Przez pierwsze dni po narodzinach młode potrzebowało "świętego spokoju", więc wybieg był zamknięty dla zwiedzających. Ale od weekendu żyrafiarnia w zamojskim ZOO została ponownie udostępniona.

O szczęśliwych narodzinach, które bardzo ucieszyły wszystkich pracowników Ogrodu Zoologicznego im. Stefana Milera w Zamościu, pisaliśmy przed tygodniem.
Przypomnijmy, że para żyraf - Jasira i Mugambi doczekali się potomka. Ich synek przyszedł na świat zdrowy i choć sporo mniejszy od rodziców, to jednak całkiem duży. Ważył po narodzinach prawie 70 kg, a wzrostu miał 1,7 metra.
Przez pierwsze dni na krok nie odstępował swojej mamy.
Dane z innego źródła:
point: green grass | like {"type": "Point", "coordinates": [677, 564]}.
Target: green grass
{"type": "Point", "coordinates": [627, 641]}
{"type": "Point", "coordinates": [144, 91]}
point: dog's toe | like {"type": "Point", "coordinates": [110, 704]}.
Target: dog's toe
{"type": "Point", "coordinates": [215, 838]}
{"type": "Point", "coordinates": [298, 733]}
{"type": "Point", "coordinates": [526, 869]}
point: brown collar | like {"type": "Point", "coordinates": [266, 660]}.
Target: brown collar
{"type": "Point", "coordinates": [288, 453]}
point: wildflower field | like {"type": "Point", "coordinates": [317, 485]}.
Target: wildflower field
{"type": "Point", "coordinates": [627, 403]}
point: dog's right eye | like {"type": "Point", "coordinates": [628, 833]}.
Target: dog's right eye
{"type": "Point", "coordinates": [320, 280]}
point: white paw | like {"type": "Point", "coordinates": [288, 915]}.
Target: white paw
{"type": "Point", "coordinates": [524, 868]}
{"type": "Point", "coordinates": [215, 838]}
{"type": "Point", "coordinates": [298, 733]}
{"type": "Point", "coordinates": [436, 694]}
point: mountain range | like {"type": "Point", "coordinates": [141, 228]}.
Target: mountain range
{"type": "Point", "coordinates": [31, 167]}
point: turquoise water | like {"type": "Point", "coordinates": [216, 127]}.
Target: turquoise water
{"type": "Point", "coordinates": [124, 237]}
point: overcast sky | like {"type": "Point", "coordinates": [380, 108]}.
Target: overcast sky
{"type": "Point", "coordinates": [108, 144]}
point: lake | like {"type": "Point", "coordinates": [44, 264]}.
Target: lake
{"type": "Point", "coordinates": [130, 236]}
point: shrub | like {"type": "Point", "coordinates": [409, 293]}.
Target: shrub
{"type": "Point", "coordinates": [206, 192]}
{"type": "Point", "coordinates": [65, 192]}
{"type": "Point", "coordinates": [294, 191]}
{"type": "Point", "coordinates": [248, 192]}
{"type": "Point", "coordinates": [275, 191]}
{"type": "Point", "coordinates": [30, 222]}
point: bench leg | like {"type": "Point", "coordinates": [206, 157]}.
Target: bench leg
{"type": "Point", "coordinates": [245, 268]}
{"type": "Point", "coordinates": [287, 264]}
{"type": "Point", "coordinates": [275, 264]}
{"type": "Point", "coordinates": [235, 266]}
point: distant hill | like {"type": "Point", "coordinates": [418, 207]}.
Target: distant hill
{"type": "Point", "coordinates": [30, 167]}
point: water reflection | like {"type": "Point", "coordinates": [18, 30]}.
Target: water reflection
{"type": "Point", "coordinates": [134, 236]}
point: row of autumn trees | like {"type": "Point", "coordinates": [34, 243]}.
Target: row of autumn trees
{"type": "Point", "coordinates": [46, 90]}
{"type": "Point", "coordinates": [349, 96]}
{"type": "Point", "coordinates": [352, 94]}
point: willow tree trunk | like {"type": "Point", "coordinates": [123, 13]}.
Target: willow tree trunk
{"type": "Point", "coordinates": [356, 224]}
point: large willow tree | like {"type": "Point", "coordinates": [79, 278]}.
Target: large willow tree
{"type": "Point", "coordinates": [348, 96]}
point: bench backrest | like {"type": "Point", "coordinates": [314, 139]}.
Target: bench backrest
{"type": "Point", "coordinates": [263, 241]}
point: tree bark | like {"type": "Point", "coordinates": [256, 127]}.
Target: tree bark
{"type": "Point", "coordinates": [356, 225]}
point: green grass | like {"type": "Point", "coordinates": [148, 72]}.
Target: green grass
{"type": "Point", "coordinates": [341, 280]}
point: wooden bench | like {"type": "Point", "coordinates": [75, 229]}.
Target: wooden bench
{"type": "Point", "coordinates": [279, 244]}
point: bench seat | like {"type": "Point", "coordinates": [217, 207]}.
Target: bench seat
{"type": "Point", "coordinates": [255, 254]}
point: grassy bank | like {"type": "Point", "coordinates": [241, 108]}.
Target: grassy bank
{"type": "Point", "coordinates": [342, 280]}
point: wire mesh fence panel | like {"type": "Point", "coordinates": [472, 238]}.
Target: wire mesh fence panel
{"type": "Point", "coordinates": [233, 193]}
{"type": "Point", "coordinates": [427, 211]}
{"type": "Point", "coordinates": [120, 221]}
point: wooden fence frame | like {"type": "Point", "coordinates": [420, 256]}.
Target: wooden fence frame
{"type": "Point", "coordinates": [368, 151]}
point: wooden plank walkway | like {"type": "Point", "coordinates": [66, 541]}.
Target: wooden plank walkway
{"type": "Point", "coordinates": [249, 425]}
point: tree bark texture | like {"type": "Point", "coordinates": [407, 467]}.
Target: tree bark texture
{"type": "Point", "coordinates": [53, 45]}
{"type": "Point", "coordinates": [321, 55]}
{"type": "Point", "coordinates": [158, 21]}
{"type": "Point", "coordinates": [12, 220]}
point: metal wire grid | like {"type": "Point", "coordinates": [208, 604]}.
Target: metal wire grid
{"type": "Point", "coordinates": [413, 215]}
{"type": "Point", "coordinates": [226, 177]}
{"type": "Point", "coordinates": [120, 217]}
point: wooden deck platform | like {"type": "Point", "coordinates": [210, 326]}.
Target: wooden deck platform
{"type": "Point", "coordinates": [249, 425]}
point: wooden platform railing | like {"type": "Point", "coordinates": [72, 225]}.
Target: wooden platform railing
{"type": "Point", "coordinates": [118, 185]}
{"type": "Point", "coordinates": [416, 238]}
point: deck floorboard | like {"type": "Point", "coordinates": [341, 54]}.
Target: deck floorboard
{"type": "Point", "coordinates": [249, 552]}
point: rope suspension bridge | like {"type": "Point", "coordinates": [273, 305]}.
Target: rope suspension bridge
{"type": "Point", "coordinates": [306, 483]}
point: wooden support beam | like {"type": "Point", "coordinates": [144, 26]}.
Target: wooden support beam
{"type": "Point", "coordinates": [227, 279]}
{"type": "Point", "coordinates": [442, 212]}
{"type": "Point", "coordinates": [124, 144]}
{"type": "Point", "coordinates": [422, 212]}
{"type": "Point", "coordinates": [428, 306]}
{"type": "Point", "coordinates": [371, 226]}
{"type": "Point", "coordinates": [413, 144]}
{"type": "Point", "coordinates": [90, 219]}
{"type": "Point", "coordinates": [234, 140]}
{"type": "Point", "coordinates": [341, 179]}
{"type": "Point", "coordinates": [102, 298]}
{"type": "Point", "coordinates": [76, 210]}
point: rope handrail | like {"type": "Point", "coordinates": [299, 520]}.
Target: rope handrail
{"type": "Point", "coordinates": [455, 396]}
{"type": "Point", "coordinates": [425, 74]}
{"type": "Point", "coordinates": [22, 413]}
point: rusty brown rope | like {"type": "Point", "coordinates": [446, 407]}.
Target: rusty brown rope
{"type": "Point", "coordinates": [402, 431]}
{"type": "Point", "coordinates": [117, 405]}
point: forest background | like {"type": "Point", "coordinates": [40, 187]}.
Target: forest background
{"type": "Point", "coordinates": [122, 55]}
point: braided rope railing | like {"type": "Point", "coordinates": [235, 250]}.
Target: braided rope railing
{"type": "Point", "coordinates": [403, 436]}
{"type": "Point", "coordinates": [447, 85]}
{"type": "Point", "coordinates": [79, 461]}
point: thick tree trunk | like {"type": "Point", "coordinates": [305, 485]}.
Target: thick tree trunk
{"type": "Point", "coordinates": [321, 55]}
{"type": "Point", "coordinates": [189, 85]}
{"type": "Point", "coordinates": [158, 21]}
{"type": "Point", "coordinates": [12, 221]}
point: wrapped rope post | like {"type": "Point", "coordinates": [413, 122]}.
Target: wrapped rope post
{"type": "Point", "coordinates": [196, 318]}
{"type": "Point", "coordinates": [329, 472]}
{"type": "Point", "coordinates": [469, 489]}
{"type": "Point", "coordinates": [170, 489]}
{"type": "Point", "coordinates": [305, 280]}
Aby oboje mieli spokó, izolowano od nich także dorosłego samca, a żyrafiarnię na wszelki wypadek zamknięto dla zwiedzających.
Sytuacja zmieniła się w weekend. Od soboty "maluszka" już można było podziwiać. Tyle tylko, że zza szyby, w pomieszczeniach wewnętrznych. Jednocześnie dyrekcja ZOO apelowała do gości o zachowanie ciszy i spokoju podczas zwiedzania, by nie stresować niepotrzebnie zwierząt.
To z pewnością zmieni się niebawem. Mały żyrafek ma się dobrze, nabiera sił i za jakiś czas na pewno będzie mógł się wybrać na spacer po wybiegu zewnętrznym.